Life In The 'Hood #2

Wednesday, October 21, 2009

Today I looked out the window and I saw this:

There was a man in my tree. Of course, 'my' is a term I have absolutely no right to use. It's not my tree. It's just situated next to my yard. Again, not really my yard, but for all intents and purposes, I'm Queen of this postage stamp. Back to the man in my tree...

The man in my tree was here to divest the tree of some of its limbs. You see, there were a few incidents this summer. Some of the local kids discovered they had attained the required height for climbing this particular tree. Not a problem. The problem began when a couple of them started running off at the mouth. Things heated up nicely when they argued that they were not staring in the neighbour lady's windows. Unfortunately, they were arguing with the neighbour lady who was sitting in her living room behind her six-foot fence. She wrote a letter to the building managers and copied the owners.

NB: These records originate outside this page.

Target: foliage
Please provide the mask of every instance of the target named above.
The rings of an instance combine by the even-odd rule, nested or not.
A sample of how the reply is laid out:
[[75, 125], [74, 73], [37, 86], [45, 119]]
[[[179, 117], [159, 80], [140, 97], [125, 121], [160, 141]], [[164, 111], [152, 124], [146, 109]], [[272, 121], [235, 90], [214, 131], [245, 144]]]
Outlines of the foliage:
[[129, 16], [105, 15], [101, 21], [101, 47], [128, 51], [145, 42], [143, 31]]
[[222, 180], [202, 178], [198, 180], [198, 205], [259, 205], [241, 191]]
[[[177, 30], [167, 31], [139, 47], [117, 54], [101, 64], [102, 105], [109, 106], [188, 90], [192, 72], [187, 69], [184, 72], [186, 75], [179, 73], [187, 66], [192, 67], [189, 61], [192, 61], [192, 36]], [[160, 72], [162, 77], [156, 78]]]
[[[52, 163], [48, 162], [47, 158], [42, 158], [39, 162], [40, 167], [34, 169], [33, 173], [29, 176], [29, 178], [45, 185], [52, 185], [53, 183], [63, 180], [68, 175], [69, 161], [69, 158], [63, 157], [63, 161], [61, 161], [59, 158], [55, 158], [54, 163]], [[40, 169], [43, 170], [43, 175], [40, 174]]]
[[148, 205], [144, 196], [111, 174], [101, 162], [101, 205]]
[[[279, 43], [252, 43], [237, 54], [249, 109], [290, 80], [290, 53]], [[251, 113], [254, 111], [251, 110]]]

Mr. B and I got involved when we clearly saw unsafe things happening. 7 and 8 kids crawling all over each other in the tree ignoring my tree-climbing 'rules': stay off any dead branches as well as those thinner than your arm. Then there was the day I found a few of them using bricks to gouge the bark off the tree. Sure, they put the bricks down when I asked them to, but then they tried to rip branches off the tree...and proceeded to swing from them when they were only partly successful. I asked the building manager to step in because of all of this and I was concerned. The kids had stopped listening to me and it was becoming incredibly inconvenient to look out the window all day. Someone was going to get hurt.

So much to my surprise, the tree guys showed up today - a month and a half after the last kid lost their copious amounts of summer free time - and did a very good job at trimming the tree. I was surprised because there had been no response to my - nor the neighbour lady's - complaint. I'd like to say that the building manager/out-of-town owners are the proactive, pride in ownership, get-'er-done types but I'd be lying. They're more the squeaky wheel, bring along the property standards guy and then they start to wake up type of people.

But, in the end, the tree has been trimmed. One more thing around here got taken care of..or 15 things, if you count the number of kids who can't spy on the neighbour lady before falling out of the tree, cracking their backs on 'my' fence on the way down.

On a more personal note, The Boy and The Girl both learned a thing or two about how the professionals trim a tree and then clean up after themselves. The Boy was quite intrigued by the ropes and harness. The Girl is responsible for all the photographs. And for talking the tree guys' ears off - from well out of the way - throughout the entire job.